Thought Leader Presented by Kidder Mathews

The Recession Question

What’s bunk and what could be a real bother for the CRE industry late in this economic cycle?

Globalization can leave some feeling empowered and others feeling helpless.

LOS ANGELES — Nothing lasts forever, and with some recent troubling economic signs many commercial real estate professionals are wondering if time is almost up on the longest US economic expansion in history. GlobeSt.com spoke to three CRE industry veterans at Kidder Mathews, the largest independent commercial real estate firm on the West Coast, to get their views on market movements and misconceptions.

“While the stock market is important, it has been all over the place in late 2018 and all of 2019, yet CRE sales and leasing didn’t skip a beat,” said Kidder Mathews’ Brian Hatcher, EVP of the Pacific Northwest brokerage division in Seattle. “The only ‘hiccup’ was when the Fed raised rates and everybody took a very short pause. Since then, they have begun to decline and the CRE market has continued up.”

Better to avert one’s gaze from the daily rollercoaster of Wall St. and focus on job growth, asserted Jerry Holdner, Kidder Mathews’ director of research. High employment means more discretionary income flowing into the economy (consumer confidence was relatively unchanged in August, following a July increase). It also translates to more stock in warehouses with goods tending to move at a higher rate, greater apartment occupancies and, not surprisingly, more tenants in office buildings as companies are hiring and expanding.

“All of this puts upward pressure on lease rates, generating more income for landlords,” added Holdner.

“Employment and interest rates are the top indicators,” Hatcher said. “I believe they dictate the pace of CRE more than any other indicators. With employment at an all-time high and interest rates at one of the lowest, these alone have created the frenzied market.”

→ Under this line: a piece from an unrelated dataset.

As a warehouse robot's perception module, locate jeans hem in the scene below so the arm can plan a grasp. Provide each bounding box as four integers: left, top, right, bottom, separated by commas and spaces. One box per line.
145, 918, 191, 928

A few other key market metrics deserve more attention, according to Kidder Mathews’ Richard Putnam, an Irvine-based SVP. Past performance is no guarantee of future results, as the saying goes, but market history can shed important light on the current situation.

“We watch the amount of new space under construction as a percentage of the existing base and the trailing six to 12 months’ absorption,” he said. “Currently, the amount of industrial space under construction or committed in secondary markets, where capital has ventured in search of higher yield, is starting to be of concern, if we see a slowdown for these other macro reasons.”

Globalization can leave some feeling empowered and others feeling helpless. Like most industries, CRE has increasingly had to monitor activity overseas, from foreign funding to trade policy and geopolitical events. Holdner noted that inbound capital into this country has fallen by about half year over year, and capital outflow is down by approximately 20 percent for the same time period.

“The international issue is always a metric we keep an eye on,” said Hatcher. “Any amount of instability will cause people to slow their purchases. I believe everyone is concerned with what could happen in Iran and China and the effect it would have on our markets.”